The only people who can be really hammered are the companies to accurately declare themselves, and that’s perverse.
This state needs more small and microbusinesses, not less. One look at the Massachusetts state budget and the extraordinary measures being considered to keep it afloat will tell you that.
But people in this State continue to vote the same people into power, time after time after time. Even Romney couldn’t make much of a dent here, and Deval Patrick is just a complete waste of time.
This part of the country is floundering because it has given the State far too much power and budgetary authority with much too little attention paid to nurturing the people who actually create wealth. The rest of the country will go this way under an Obama administration.
Defend Liberty — Join the NRA | Live in Massachusetts? Join GOAL.
And by the way...
kowalski (Diary) Sunday, October 19th at 3:29PM EST (link)For anyone who is interested in whether or not as a business I “pick and chooose” according to political party, the answer is, and always has been:
Absolutely Not.
Most of the work we’ve done in the past year has been for nonprofit, volunteer and/or philanthropic organizations. I have never prejudged my customers according to their political leanings. I just try to do the best job I can for them, and frankly I think the Northeast needs more for-profit businesses relying on other for-profit businesses, for profit. To fund all those tax increases, natch.

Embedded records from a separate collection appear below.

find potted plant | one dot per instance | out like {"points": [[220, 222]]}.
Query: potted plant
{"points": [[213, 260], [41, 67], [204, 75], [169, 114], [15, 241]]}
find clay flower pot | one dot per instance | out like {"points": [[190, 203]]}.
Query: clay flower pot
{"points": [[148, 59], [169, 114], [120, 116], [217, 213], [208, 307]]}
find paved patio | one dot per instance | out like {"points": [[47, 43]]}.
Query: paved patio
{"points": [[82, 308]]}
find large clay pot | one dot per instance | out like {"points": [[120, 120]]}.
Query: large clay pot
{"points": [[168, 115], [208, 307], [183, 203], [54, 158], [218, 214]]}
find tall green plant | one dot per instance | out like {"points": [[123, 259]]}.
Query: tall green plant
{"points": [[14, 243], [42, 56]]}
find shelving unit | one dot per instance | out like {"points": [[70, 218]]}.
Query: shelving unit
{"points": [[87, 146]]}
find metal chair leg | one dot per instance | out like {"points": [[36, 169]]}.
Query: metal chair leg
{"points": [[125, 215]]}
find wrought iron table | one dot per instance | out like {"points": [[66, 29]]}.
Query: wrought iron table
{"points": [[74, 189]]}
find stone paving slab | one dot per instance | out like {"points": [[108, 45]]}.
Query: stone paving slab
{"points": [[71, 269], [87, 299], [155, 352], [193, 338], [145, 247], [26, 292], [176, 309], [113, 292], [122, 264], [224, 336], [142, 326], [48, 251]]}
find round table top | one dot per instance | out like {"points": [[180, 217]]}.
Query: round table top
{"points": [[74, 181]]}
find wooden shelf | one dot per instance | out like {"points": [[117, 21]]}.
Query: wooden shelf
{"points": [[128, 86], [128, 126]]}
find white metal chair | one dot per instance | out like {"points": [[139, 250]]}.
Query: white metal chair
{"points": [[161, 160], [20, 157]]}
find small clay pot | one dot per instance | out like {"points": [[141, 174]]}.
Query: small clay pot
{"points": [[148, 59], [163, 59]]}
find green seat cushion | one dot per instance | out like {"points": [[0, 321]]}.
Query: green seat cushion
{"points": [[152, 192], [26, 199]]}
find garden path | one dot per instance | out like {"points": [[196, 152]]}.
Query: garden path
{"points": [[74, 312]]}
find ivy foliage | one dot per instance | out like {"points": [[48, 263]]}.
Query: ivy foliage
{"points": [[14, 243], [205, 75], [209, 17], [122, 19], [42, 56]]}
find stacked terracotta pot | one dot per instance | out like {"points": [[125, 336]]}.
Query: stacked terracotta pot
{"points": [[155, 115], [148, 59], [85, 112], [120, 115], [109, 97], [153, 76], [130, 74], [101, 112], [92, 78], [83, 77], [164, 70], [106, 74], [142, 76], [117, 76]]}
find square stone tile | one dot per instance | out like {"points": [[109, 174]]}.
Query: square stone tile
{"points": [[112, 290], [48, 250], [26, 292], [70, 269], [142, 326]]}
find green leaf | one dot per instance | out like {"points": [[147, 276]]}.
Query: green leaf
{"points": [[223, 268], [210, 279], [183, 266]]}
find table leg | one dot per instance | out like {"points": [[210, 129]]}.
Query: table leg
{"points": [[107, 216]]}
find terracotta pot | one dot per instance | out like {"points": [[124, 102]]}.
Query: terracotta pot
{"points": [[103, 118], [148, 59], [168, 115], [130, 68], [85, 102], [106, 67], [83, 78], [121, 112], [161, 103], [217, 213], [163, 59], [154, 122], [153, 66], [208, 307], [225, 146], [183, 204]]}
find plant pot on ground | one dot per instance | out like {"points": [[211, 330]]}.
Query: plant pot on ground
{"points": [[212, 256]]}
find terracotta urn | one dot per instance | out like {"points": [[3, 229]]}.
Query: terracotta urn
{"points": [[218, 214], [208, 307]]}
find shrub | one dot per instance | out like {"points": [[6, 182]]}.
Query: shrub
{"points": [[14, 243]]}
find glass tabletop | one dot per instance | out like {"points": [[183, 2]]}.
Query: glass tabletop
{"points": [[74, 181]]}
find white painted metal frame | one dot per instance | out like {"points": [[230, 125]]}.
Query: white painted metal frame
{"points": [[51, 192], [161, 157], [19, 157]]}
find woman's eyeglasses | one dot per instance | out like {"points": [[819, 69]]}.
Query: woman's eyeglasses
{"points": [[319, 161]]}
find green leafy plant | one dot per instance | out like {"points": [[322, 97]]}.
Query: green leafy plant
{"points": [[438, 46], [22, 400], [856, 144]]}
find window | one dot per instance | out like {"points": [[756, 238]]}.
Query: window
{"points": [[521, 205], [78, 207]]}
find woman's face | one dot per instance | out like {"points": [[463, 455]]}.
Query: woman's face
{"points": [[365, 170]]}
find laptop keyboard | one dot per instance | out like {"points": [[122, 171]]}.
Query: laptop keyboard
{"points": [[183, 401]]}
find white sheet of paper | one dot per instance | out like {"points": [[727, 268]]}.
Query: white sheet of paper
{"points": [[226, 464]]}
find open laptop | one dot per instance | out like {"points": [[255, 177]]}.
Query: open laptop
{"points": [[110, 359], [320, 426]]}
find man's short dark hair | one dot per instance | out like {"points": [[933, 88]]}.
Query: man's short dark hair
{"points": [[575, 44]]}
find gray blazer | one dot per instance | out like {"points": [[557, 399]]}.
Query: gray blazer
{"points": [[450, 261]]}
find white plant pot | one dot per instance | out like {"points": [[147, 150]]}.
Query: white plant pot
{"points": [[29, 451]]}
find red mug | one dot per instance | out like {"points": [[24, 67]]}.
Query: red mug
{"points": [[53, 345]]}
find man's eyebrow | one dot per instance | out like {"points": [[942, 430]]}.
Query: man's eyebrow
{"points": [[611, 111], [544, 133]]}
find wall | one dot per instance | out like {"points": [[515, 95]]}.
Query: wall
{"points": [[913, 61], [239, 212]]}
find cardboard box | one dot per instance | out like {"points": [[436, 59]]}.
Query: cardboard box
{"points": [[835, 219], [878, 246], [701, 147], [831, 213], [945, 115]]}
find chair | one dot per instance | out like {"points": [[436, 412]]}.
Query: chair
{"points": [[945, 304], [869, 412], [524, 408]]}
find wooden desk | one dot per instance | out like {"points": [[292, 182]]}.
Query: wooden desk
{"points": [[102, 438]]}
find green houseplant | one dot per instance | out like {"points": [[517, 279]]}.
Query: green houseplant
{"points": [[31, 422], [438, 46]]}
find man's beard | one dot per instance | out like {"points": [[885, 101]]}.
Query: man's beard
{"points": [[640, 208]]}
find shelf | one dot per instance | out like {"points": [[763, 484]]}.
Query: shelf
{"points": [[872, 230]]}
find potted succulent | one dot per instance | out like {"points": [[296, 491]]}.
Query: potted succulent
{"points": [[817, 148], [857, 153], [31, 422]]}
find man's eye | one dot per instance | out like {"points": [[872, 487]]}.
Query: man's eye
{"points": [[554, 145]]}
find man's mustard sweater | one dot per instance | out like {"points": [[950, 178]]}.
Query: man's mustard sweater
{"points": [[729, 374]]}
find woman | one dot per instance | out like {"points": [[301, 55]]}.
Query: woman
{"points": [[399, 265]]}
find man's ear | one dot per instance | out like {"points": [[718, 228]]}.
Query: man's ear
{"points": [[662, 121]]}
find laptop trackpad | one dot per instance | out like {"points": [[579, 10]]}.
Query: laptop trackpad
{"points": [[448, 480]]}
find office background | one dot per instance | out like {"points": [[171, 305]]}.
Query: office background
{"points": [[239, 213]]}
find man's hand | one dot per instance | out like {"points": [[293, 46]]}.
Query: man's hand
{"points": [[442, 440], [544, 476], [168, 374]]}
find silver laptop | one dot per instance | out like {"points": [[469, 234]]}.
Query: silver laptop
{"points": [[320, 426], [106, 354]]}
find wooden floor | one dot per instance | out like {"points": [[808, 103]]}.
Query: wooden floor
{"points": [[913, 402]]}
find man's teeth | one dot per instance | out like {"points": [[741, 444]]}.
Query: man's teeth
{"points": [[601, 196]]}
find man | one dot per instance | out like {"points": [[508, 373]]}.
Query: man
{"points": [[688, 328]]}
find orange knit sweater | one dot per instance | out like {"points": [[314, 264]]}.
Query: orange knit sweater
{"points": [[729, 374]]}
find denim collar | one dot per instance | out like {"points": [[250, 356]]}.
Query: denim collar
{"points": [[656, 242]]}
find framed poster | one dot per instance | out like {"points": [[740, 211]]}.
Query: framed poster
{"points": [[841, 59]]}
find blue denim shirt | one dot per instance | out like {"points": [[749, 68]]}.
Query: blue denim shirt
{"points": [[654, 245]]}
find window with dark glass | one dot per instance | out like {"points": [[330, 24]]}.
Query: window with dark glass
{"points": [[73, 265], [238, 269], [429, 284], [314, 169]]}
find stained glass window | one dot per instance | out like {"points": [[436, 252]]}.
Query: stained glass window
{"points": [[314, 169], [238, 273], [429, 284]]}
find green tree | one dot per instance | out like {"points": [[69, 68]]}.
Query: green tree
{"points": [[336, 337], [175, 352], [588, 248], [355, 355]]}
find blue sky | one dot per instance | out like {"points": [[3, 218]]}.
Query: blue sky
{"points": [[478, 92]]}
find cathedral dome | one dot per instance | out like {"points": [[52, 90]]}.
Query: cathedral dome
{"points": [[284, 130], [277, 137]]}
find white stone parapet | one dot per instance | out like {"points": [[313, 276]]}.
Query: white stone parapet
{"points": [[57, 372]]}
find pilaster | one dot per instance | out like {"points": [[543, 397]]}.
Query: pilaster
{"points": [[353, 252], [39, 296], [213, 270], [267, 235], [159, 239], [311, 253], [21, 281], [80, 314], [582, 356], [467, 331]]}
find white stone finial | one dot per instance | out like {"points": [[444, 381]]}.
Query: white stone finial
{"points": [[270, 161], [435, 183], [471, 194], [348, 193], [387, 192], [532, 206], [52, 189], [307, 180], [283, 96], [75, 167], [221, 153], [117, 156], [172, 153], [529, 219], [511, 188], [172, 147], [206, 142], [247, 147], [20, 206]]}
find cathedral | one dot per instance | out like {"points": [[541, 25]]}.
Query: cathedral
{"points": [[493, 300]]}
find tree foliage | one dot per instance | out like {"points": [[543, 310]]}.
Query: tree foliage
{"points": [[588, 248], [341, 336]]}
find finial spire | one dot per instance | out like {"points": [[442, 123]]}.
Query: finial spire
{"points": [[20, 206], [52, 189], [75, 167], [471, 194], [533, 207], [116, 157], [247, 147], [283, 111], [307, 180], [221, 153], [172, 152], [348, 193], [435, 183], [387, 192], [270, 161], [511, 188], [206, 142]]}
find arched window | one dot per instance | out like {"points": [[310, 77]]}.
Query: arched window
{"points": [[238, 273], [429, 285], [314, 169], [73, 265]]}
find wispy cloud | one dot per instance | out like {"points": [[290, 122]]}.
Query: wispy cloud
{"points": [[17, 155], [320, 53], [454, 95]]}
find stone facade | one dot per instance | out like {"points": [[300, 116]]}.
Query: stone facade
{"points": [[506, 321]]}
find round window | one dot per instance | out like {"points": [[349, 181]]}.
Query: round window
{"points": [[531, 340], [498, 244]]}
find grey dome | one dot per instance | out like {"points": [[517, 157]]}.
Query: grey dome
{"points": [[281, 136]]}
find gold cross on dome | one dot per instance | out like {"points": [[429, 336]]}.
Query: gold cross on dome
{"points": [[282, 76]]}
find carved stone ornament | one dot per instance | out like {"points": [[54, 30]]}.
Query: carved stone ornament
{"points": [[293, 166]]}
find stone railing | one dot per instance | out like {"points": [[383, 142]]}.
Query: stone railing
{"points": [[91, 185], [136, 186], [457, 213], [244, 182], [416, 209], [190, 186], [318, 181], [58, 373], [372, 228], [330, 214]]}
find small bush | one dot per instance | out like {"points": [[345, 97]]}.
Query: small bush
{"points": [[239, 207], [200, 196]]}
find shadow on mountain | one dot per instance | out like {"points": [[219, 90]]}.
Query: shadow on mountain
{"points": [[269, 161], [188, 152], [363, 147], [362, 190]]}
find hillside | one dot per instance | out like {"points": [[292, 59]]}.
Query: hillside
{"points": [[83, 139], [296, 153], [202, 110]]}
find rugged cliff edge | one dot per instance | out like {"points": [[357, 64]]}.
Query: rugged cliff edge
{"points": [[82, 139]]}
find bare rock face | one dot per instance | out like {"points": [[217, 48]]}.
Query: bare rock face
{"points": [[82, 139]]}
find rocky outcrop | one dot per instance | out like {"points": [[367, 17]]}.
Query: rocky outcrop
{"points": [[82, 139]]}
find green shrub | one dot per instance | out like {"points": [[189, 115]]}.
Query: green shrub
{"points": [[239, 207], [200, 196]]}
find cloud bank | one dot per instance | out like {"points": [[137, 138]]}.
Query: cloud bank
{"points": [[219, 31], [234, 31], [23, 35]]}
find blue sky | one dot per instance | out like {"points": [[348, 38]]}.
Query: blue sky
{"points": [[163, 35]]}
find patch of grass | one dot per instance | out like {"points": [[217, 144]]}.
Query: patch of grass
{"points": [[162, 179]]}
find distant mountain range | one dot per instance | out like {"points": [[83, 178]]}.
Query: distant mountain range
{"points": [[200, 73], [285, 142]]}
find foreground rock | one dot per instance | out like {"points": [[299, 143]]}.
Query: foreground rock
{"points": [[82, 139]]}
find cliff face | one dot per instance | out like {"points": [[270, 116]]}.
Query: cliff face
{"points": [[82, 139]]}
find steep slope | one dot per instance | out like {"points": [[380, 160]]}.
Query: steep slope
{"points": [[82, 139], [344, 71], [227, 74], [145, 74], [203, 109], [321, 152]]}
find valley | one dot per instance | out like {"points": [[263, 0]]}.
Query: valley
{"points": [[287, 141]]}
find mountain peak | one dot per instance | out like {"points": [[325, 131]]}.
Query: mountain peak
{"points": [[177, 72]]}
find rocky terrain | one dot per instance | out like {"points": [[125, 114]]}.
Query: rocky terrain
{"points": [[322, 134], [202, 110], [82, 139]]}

Defend Liberty — Join the NRA | Live in Massachusetts? Join GOAL.
Obama can read
GregInFla (Diary) Sunday, October 19th at 10:24PM EST (link)He read his first book; not sure if he wrote it, however.
– A true evolutionist would let endangered species die off. Think about it.
– The sign outside the courthouse said no signs allowed. So I took it down.
– Atlas Shrugged is now on the non-fiction aisle at Amazon.
Or they might leave Mass altogether
GregInFla (Diary) Sunday, October 19th at 10:31PM EST (link)Right? Is a neighboring state trying to get you to move there? Can you do your business a few miles away? Because if you look at this in a bigger picture, the higher taxes at the federal level is what makes companies leave the USA.
– A true evolutionist would let endangered species die off. Think about it.
– The sign outside the courthouse said no signs allowed. So I took it down.
– Atlas Shrugged is now on the non-fiction aisle at Amazon.
Helping small businesses is good, but
GregInFla (Diary) Sunday, October 19th at 10:42PM EST (link)But if a government policy affects a larger company, it affects more people. So if the policy makes business here less profitable for even larger companies, those companies can more easily move to a more business-friendly environment. And even more jobs are lost here. For small businesses, yes, these cannot relocate as easily to a friendly place. So we need to help them, but we cannot just lump tons of costs on larger businesses either.
– A true evolutionist would let endangered species die off. Think about it.
– The sign outside the courthouse said no signs allowed. So I took it down.
– Atlas Shrugged is now on the non-fiction aisle at Amazon.